Whaam!

Artes

03.03.13

Das duas últimas vezes em que estive na Tate, fui ver pontos. Primeiro os pontos da artista japonesa Yayoi Kusama. Uma maravilha. Pontos para todos os lados. Quem conhece o trabalho dela sabe do que estou falando e quem ainda não viu, por favor, entre no site oficial. Os pontos extrapolam as molduras, invadem os espaços e se perdem e se organizam no ar. Eles são tudo na vida desta mulher que hoje vive num hospital psiquiátrico e que começou a carreira nos anos 60 em Nova Iorque. Mas os pontos que vi agora na mesma galeria são outros. Vem das mãos do americano Roy Lichtenstein (1923-1997) e além de ficarem “fechados” nas molduras, são mais simétricos e pensados, mas nem por isso deixam de ser intrigantes e interessantes.

Whaam!, 1963

O artista que começou a carreira com pinturas expressionistas e abstratas e depois foi reconhecido como pop é celebrado na Tate Modern, em Londres, com esta retrospectiva com mais de 120 trabalhos divididos em 13 salas. Logo no começo da exposição vemos o quadro Look Mickey, 1961 baseado nas imagens de Walt Disney e que é considerada a sua primeira pintura pop. Depois, vemos a fase em preto e branco e chegamos na sala que exibe os trabalhos mais conhecidos pelo grande público, da chamada fase “War and Romance”. Estão lá os quadros Whaam!, 1963Ohhh?Alright?, 1964Oh, Jeff?I love you, Too?But?, 1964. Todos baseados nas histórias em quadrinhos e pintados com cores primárias. Os quadros são fortes, vibrantes e intensos. Não é à toa que são justamente estas as imagens mais presentes na loja dedicada ao artista onde você pode comprar camisetas, case para laptop, almofada, xícara, blocos e sacolas. Mas aí chegamos na sala das paisagens. Essa série não lembra em nada a vivacidade e os dramas da sala anterior. As paisagens são calmas, tranquilas, plácidas, limpas, simples. O artista nos surpreende como mantém a mesma identidade com pinturas tão distintas.

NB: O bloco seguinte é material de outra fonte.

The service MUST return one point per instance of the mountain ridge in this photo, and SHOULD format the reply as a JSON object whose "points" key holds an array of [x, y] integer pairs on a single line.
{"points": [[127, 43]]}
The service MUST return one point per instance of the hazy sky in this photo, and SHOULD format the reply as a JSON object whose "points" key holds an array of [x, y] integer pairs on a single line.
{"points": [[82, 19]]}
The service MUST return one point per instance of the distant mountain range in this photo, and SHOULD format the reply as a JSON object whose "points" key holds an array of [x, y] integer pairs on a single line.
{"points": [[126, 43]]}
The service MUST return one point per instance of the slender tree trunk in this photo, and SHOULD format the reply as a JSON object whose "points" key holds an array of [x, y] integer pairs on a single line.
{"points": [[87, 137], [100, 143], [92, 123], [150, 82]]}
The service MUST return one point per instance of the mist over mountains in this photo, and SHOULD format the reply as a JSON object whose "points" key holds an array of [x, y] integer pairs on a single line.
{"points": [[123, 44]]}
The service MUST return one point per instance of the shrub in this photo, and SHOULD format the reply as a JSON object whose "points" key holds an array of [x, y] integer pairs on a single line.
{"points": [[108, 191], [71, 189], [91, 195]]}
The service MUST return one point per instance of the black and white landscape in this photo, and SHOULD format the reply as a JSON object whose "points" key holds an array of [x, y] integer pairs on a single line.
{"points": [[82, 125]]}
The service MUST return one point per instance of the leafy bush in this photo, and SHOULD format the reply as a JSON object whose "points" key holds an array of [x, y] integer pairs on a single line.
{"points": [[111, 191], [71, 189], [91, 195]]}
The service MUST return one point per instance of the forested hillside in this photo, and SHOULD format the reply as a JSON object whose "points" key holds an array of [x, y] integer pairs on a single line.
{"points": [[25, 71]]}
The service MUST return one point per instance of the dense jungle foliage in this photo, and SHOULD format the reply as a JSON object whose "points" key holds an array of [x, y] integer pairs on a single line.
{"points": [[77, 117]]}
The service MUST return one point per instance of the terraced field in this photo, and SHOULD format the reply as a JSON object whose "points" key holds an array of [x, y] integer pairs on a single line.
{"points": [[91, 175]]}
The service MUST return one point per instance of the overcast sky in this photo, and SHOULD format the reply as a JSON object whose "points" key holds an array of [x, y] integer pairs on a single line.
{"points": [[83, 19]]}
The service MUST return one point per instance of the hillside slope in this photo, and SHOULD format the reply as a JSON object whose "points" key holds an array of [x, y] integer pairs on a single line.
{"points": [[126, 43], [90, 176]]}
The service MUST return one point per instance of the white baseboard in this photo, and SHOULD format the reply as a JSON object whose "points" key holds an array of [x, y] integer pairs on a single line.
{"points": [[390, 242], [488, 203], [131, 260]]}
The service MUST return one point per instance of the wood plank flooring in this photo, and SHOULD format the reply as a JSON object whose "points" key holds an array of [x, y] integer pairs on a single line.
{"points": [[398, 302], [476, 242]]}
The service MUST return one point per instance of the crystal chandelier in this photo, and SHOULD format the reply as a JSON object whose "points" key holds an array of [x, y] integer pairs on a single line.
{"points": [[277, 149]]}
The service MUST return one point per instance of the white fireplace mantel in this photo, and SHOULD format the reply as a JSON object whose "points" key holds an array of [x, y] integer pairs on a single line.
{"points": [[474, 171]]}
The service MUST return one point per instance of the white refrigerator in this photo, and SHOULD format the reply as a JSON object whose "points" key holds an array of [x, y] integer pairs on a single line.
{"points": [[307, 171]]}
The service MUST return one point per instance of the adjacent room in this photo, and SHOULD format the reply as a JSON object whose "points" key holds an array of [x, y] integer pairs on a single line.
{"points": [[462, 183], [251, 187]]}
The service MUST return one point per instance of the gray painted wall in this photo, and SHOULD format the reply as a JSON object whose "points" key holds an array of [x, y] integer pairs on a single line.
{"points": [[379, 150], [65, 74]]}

Oh, Jeff? I love you, Too?But?, 1964

Em paralelo ao seu trabalho inspirado pela cultura visual contemporânea dos quadrinhos e da propaganda, Lichenstein começou um diálogo permanente com os artistas do passado. Seja através de apropriação, ou paródia, a exposição nos mostra obras de arte  em que ele mistura seu estilo com estilos históricos. Artistas como Picasso, Matisse e Mondrian convivem com os pontos e as cores de Lichenstein. Uma boa e divertida mistura. O melhor, na minha opinião: Reflections on Interior with Girl Drawing, 1990.

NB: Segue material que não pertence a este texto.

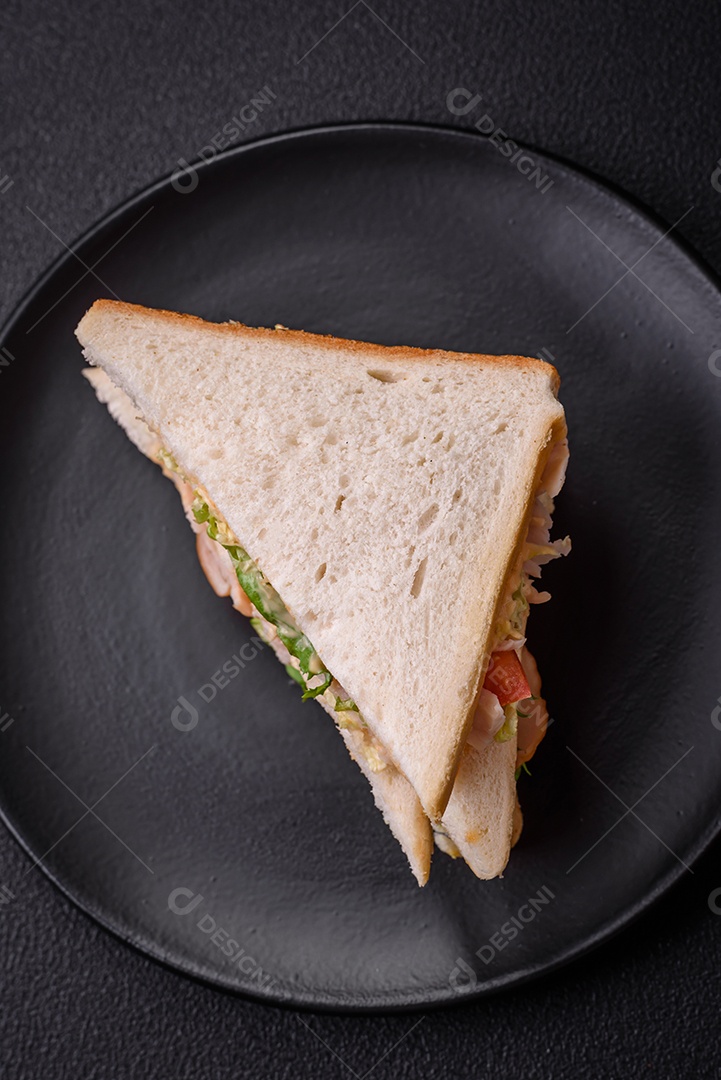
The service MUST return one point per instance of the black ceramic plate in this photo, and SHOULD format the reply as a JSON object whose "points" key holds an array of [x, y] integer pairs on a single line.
{"points": [[243, 821]]}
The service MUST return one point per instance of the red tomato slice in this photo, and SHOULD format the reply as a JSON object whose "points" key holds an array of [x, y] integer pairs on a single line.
{"points": [[505, 677]]}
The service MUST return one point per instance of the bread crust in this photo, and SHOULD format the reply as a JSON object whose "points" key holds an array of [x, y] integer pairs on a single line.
{"points": [[322, 340]]}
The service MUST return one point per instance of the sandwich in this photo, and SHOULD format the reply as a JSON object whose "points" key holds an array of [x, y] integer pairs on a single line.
{"points": [[382, 516]]}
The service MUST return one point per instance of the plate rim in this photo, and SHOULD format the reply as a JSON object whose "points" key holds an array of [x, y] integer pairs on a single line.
{"points": [[412, 1002]]}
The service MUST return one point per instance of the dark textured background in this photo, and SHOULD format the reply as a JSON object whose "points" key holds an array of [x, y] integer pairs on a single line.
{"points": [[97, 100]]}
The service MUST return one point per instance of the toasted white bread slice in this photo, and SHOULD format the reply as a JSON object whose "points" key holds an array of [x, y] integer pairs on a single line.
{"points": [[409, 474], [393, 795]]}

Reflections on Interior with Girl Drawing, 1990

Sala após sala, a exposição presta uma bela homenagem a obra do artista, celebrando o poder visual e rigor intelectual do trabalho Roy Lichtenstein. Entre 1973 e 1974, ele pintou quatro quadros enormes para a série Artist’s Studio. Três deles estão expostos na sala 8 pela primeira vez desde que foram exibidos em Nova York em 1974. Já no final de sua carreira, o artista abordou um dos gêneros mais antigos da arte, o nu. Mas, ao contrário de muitos artistas, Lichtenstein não usava modelos vivos. Para criar suas mulheres nuas, voltou para o seu arquivo de recortes de quadrinhos para selecionar as personagens e então literalmente despiu-as usando apenas a imaginação.

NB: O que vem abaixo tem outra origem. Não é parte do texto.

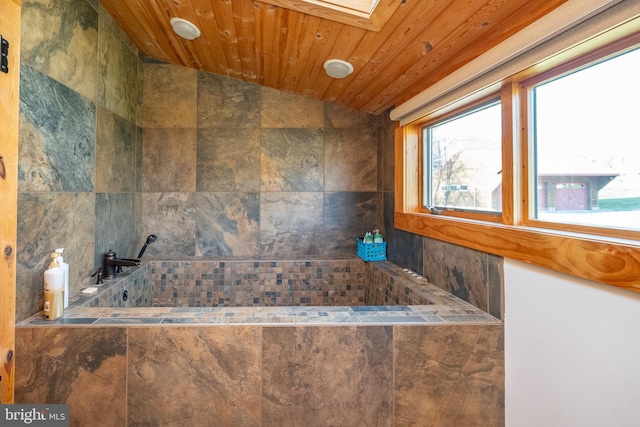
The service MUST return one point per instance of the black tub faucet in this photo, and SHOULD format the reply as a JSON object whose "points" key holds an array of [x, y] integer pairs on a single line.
{"points": [[111, 265], [152, 238]]}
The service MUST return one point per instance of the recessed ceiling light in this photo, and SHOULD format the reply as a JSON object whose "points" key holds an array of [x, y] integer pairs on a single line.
{"points": [[185, 29], [337, 68]]}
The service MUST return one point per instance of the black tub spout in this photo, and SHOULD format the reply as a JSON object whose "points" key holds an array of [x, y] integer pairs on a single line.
{"points": [[152, 238]]}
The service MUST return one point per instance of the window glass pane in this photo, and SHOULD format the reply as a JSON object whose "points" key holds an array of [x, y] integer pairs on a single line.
{"points": [[463, 160], [587, 145]]}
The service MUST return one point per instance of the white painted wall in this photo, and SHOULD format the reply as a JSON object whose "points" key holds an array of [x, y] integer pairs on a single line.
{"points": [[572, 351]]}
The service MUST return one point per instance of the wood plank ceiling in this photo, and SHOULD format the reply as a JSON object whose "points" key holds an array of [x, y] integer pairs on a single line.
{"points": [[283, 48]]}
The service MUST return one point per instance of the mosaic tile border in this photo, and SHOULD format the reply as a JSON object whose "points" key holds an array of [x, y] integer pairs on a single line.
{"points": [[386, 282]]}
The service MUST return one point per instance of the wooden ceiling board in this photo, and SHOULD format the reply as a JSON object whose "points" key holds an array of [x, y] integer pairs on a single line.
{"points": [[285, 49]]}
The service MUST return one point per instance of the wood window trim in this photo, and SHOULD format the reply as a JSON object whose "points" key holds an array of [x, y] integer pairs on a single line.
{"points": [[506, 132], [609, 260]]}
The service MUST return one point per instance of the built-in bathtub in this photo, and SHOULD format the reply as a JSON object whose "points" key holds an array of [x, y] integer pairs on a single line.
{"points": [[267, 342]]}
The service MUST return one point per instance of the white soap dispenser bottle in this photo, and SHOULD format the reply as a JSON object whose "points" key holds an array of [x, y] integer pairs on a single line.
{"points": [[53, 290], [65, 267]]}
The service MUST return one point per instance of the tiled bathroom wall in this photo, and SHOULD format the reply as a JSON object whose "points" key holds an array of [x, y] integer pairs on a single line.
{"points": [[267, 375], [79, 142], [232, 169], [113, 148]]}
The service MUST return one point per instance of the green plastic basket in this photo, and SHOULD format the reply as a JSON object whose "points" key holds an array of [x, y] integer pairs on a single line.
{"points": [[372, 251]]}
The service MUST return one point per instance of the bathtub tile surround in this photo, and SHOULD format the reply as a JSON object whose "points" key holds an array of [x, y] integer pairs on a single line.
{"points": [[258, 283], [291, 224], [116, 145], [472, 354], [84, 368], [346, 382], [227, 224], [350, 159], [346, 291], [169, 161], [79, 142], [228, 159], [225, 103], [60, 39], [289, 153], [291, 160], [474, 276], [172, 217], [169, 97], [344, 212], [57, 136], [223, 370], [117, 71], [288, 366], [113, 212], [44, 220], [285, 110]]}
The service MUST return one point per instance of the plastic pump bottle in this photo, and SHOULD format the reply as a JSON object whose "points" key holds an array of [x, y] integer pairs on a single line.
{"points": [[53, 290], [65, 267]]}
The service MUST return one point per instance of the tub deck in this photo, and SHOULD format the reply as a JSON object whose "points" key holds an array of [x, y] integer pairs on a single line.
{"points": [[371, 315]]}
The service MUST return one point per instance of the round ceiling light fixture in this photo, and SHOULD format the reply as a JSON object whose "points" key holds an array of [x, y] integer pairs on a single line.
{"points": [[185, 29], [337, 68]]}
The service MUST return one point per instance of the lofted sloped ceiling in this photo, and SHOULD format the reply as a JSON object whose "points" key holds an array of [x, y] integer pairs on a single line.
{"points": [[397, 50]]}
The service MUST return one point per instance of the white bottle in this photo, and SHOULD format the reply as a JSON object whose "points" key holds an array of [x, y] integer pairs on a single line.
{"points": [[53, 290], [65, 267]]}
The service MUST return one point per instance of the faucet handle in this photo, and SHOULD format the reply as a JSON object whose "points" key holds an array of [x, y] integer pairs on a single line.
{"points": [[98, 273]]}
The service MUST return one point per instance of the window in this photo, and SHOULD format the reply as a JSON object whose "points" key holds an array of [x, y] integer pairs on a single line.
{"points": [[462, 161], [585, 136], [567, 164]]}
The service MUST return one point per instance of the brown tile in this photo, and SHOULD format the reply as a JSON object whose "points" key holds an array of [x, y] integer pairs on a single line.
{"points": [[169, 96], [228, 160], [350, 160], [82, 367], [459, 270], [219, 368], [224, 102], [291, 160], [171, 217], [449, 375], [169, 160], [285, 110], [337, 116], [115, 153], [327, 376]]}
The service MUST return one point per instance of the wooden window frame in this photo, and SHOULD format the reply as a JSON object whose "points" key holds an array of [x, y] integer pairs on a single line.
{"points": [[435, 119], [603, 255]]}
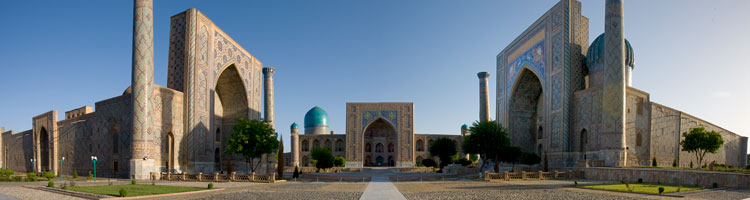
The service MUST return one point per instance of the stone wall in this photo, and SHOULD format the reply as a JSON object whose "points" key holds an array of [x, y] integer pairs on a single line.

A última sala fecha um ciclo na vida do artista e tudo parece fazer sentido. Ele era fascinado com a simplicidade da arte chinesa. Em 1995, retornou ao gênero paisagem e criou mais de 20 obras em homenagem aos quadros altamente estilizados da dinastia Song. Landscape with boats, de 1996, reflete um momento sereno dos últimos anos de vida do artista. Os aspectos de suas pinturas ilustrativas pop começam a diminuir e as linhas de contorno das figuras desaparecem. Lichtenstein apresenta uma delicadeza pura. Dá para perceber que a dureza dos pontos precisa mais dos traços simples para ser mais leve. O artista coloca mais vida na obra e mais espaços em branco. O trabalho fica suave, claro e, por que não dizer?, mais bonito.

* Leticia Nascimento é jornalista e mora em Londres.